In this abstract, both Man and Mastodon, neither recognizable by any known shape, are combined as one, and share the same eye.
Next to the abstract of Man and Mastodon is the head of a spear, as though dug up as an archaeological relic, and there is a line which Roberts identifies as an equatorial line indicating a division of time zones.
The rest of the painting comprises other colours and forms that may mean much to the artist, but  which I rather suspect would mean very little to the viewer, unless they were  operating at an intuitive level.
“The level of reality in the painting,” the artist said, “is the level of reference to things; grasping totalities not realistic details… The use of colours like yellow, which produces sunlight; like pink, which depicts sensuality…
“New ideas based on ancient things that people have done. This carries a value that lasts. The painting can’t be exhausted with multiple interpretations; every time you look at it, you see something you didn’t see before.”
‘Tipi Family’, another abstract, is based on the Tipi where the Indians lived. The   designs around it comprise abstracts of animals and people.
The painting shows a circular hole through which they crawl to get into the tipi, and other shapes which can be seen as a globe, a universe or cosmic entity, depending on the viewer’s interpretation, or willingness to see the universal in the particular.

Roberts, an artist since 1968, has gained much experience and exposure while living in Canada and a number of European countries and in Venezuela. He’s been studying the cultures of the Amazonian Indians for decades, he says.
‘Light as a Feather’ is  a creation founded on the lives of Indians in Guyana, Venezuela and Brazil, and the  Chumash and Pomo of the California coast and valleys, all of whom  mastered the art of abstract feather assemblages on blankets, cloaks, headbands and belts.
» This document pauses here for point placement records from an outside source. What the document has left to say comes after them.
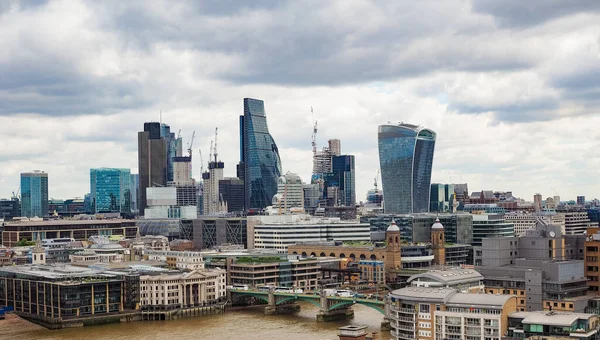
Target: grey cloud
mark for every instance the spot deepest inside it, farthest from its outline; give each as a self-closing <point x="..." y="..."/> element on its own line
<point x="510" y="13"/>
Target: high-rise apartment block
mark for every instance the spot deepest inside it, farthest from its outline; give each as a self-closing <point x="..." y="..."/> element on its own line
<point x="259" y="155"/>
<point x="111" y="190"/>
<point x="152" y="160"/>
<point x="406" y="159"/>
<point x="34" y="194"/>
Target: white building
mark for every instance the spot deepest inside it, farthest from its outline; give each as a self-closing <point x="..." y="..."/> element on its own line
<point x="527" y="221"/>
<point x="169" y="290"/>
<point x="279" y="231"/>
<point x="290" y="194"/>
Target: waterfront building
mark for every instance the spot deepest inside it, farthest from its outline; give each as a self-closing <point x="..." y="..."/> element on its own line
<point x="111" y="190"/>
<point x="463" y="280"/>
<point x="10" y="209"/>
<point x="34" y="194"/>
<point x="543" y="269"/>
<point x="167" y="289"/>
<point x="290" y="194"/>
<point x="524" y="221"/>
<point x="152" y="159"/>
<point x="80" y="230"/>
<point x="552" y="325"/>
<point x="259" y="155"/>
<point x="406" y="159"/>
<point x="280" y="231"/>
<point x="50" y="294"/>
<point x="490" y="226"/>
<point x="445" y="313"/>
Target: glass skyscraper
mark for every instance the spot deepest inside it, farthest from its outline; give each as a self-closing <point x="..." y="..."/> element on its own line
<point x="260" y="156"/>
<point x="110" y="190"/>
<point x="34" y="194"/>
<point x="405" y="158"/>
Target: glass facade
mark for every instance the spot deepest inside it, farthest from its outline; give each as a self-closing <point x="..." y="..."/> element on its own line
<point x="406" y="159"/>
<point x="262" y="165"/>
<point x="34" y="194"/>
<point x="110" y="190"/>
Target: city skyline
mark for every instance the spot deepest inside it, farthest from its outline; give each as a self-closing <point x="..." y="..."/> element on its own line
<point x="500" y="110"/>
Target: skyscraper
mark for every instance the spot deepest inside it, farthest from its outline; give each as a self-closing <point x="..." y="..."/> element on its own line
<point x="110" y="190"/>
<point x="34" y="194"/>
<point x="152" y="160"/>
<point x="260" y="156"/>
<point x="406" y="158"/>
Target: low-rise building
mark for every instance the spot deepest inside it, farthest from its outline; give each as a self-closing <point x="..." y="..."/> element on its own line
<point x="445" y="313"/>
<point x="552" y="325"/>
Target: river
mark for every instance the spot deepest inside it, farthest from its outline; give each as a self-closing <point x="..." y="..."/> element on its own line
<point x="245" y="324"/>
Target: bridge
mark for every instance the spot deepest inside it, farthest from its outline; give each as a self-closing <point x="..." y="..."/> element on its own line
<point x="330" y="307"/>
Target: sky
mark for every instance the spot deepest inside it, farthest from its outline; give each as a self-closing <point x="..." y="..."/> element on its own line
<point x="511" y="87"/>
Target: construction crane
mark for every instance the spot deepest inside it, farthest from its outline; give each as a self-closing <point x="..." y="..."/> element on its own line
<point x="314" y="135"/>
<point x="191" y="144"/>
<point x="215" y="150"/>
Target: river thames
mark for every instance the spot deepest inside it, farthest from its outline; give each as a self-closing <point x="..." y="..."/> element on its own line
<point x="248" y="324"/>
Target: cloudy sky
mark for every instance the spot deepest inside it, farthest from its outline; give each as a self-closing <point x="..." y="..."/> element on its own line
<point x="511" y="87"/>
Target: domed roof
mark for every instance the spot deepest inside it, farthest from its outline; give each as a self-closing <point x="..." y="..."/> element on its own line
<point x="437" y="225"/>
<point x="393" y="226"/>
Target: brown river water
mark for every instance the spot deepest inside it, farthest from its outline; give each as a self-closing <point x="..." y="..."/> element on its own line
<point x="250" y="324"/>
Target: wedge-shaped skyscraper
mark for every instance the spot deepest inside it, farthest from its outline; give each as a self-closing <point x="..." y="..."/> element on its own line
<point x="406" y="158"/>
“The feather dawned on me as a spiritual wand of lighthearted joyful bonds between different people sharing a unique and precious continent,” Roberts said, adding:
“Of course, the feather is also an object which wrote and signed agreements and treaties, whose spirit of cooperation and creativity contributed to the wellbeing of the Americas.”
“This exhibition,” he said, “celebrates the progressive quest of abstract painting.”
‘Light as a Feather’ runs at the Venezuelan Institute for Culture and Cooperation until June 4.